I admit, as I was learning, I really screwed up here. I would often antagonize my wife by daring to talk back when she was being cruel or judgmental. It was a natural defensive response when finding myself in the line of fire. But it was also bewildering to try and cope with not knowing when something I said was going to set her off. In fact, it was like dancing with someone in a mine field. One false step and BOOM! I had to learn to be a better communicator. I still have to practice so I can tell my wife quite clearly now what triggers me the most and what I simply cannot and will not put up with. So, when I say I’ve learned to keep my mouth shut, I don’t mean that we don’t communicate or that I hold back what needs to be said. Maybe what I’ve really learned is the difference between what needs to be said and what is better left unspoken or saved for later.
PMDD teaches us that there is no ‘normal’ PMDD behavior.
At least in the beginning, it seemed I simply could not rely on what I thought I’d learned about my wife’s condition. Every time I thought I was beginning to understand her behavior, she would do something totally unexpected or change the rules on me. The problem is, with PMDD, the rules we learn as husbands and partners change…from minute to minute even! She might be a total hag or she might be loving. She might enjoy my humor or she might hate it. She might want me close or she might want to be alone. Sometimes she wanted chocolate and sometimes, if I brought her chocolate, she'd get pissed because I was responsible for making her fat! I had to stay on my toes, like some kind of Aikido master, going with the flow. Sometimes, I could manage that deftly, and sometimes I couldn't. We can only do the best we can do.
PMDD teaches us that resistance is futile.

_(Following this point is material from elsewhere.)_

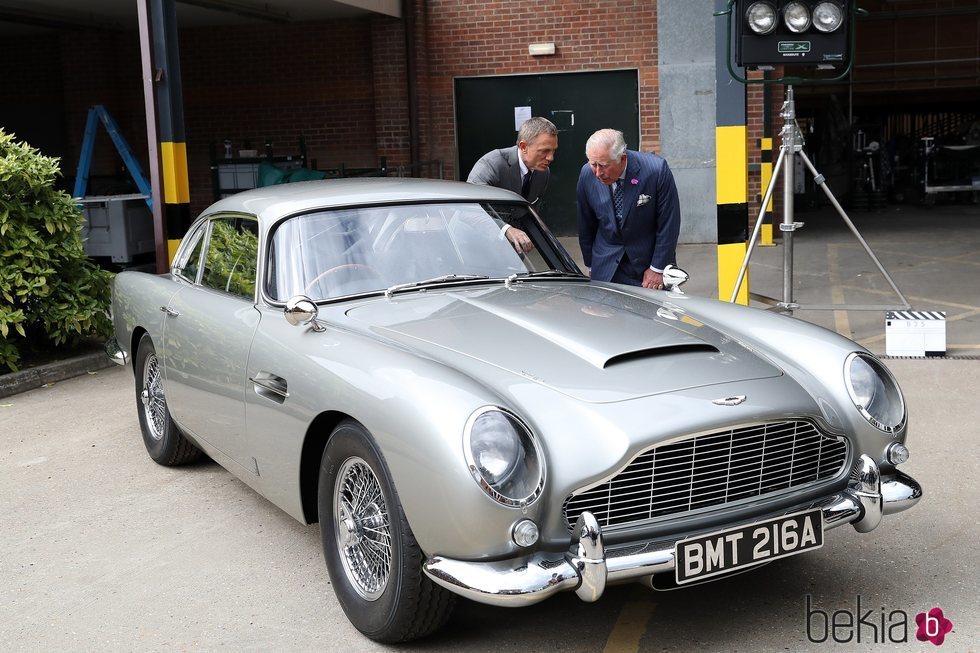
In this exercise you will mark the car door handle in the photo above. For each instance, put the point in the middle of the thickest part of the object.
(270, 386)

In the beginning, I tried to fight against and battle my wife’s PMDD. Her behavior would just piss me off, and I’d push back. But the battle of wills couldn't be won. In fact, pushing back just made everything that much worse…for both of us. I had to learn that when the explosives go off, I needed to recognize that my body was still intact, even if my ego was a little blown to bits. And instead of following that urge to defend my ego, I had to leave the battlefield. All I could do is first, take care of me and second, offer my wife whatever support I was capable of in that moment. The way that support looked varied depending on her, of course – anything from holding her close to leaving her alone, completely alone – preferably by hiding in the woods.